NSF Program: ITR-INFORMATION INTEGRATION
Adaptive Fusion of Stochastic Information for Subsurface Imaging of Fractured Vadose Zones
Acknowledgment: NSF Award Number 0430884
NSF Organization: IIS (Division of Information & Intelligent Systems)
NSF Program: ITR-INFORMATION INTEGRATION
Objectives
The objective of this project is to develop technologies that combine a newly developed stochastic information fusion algorithm with dynamic, adaptive, parallel computing technologies to efficiently fuse different types of hydrological and geophysical information. The stochastic algorithm will be implemented on an innovative computing platform to provide a cost-effective monitoring, characterization, and predictive technology for the Vadose zone (VZ, fractured media between land surface and water table).

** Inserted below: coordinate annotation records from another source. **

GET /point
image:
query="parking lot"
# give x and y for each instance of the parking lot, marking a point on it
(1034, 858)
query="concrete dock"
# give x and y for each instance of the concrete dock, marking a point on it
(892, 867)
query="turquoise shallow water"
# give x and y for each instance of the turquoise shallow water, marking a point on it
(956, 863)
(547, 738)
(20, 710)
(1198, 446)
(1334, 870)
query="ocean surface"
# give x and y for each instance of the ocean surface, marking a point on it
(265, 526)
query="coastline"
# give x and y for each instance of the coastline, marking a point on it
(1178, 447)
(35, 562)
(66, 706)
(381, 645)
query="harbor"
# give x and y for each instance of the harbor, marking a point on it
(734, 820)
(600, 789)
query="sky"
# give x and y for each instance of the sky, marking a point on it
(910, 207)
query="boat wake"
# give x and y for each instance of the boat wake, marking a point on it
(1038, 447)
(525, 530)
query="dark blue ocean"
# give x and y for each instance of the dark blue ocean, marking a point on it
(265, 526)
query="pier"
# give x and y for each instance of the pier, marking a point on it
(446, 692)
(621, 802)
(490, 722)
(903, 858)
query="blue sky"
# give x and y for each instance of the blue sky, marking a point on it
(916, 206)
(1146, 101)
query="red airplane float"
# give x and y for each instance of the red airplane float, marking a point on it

The technologies are in place that will enable:1) the development of physical scale models for hydro-factures at the University of Iowa, 2) a successful, highly efficient finite difference time-domain electromagnetic modeling algorithm from The Ohio State University, 3) improved algorithm for stochastic inversion of hydrological data from the University of Arizona, and 4) computational and computer science developments from Rutgers University.
P.I.: Tian-Chyi Jim Yeh, University of Arizona Co-P.I.: Salim Hariri, University of Arizona
Co-P.I.: Jeffrey Daniels, Ohio State University Co-P.I.: Walter Illman, University of Iowa
Co-P.I.: Anton Kruger, University of Iowa Co-P.I.: Manish Parashar, Rutgers University
For our purposes, the task components and information flow can be described for each primary task (indicated by the green pentagons) as follows:
I. Experiment: The experiment is stand-alone. The fundamental input to the experimental tank is fluid (water) that is pumped into the model. Measurements (geophysical ERT and GPR, and hydrologic tomography) are made continuously after initiation of the experiment. These measurements can stream into the network upon demand from the Interpretation Fusion Controller (IFC).
1. The hydraulic controller injects fluid into the model.
2. Data from geophysical and hydraulic measurements, including time stamp, are stored in addressable sequential data buffers at the experimental site.
3.
Data are accessed upon demand from the
interpretation node (3).
II. Control: The Network (internet, or satellite) is the hub for control and data flow. The heart of the hub is the IFC and a real time display that monitors the model as it is developed and acts as a controller to update and transmit the most recent model realization(s) back to the individual modeling nodes, depicted on the right hand side of Figure 1.
1. Construct basic physical model (size, shape, other fixed parameters from static data base.
2. Monitor and interrupt geophysical and/or hydraulic tomography models. Update and display evolving model output from geophysics and hydraulic tomography measurements.
3. Validate model through hydraulic monitoring display.
4. Provide updated model as exported boundary control for geophysics and hydraulic tomography.